USA Today in conjunction with ProPublica has shed light on a troubling relationship between medical professional groups—which set national guidelines for treatments, lobby Congress, promote disease awareness, and provide treatment information for the public—and medical device and drug companies. The article uses the example of the Heart Rhythm Society, one of few medical groups that make details regarding their finances public. Almost half of the $16 million the Heart Rhythm Society collected in 2010 came from makers of drugs, catheters and defibrillators used to control abnormal heart rhythms.

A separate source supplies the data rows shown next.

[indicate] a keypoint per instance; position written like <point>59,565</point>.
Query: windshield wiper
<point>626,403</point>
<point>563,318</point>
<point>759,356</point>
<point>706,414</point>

Members of the society attending a conference last week were besieged by corporate sponsorship, including samples of a new heart drug left in their hotel rooms. Heart Rhythm Society officials say that the industry money does not buy influence and helps to develop new treatments. The society’s top sponsor, Medtronic, issued a statement that medical societies play an important role in educating physicians about their devices; two of the society’s other funders have paid millions in recent years to settle federal allegations that they improperly paid kickbacks to physicians to use their cardiac devices. Read the entire article on this issue here.
Earlier this year, a study in the Journal of the American Medical Association found that more than one in five patients who received cardiac defibrillators did not meet science-based criteria for getting them. Considering the number of preventable errors that occur, and the risks involved in implanting medical devices in patients, we should all be aware of the close relationship between doctors and drug companies.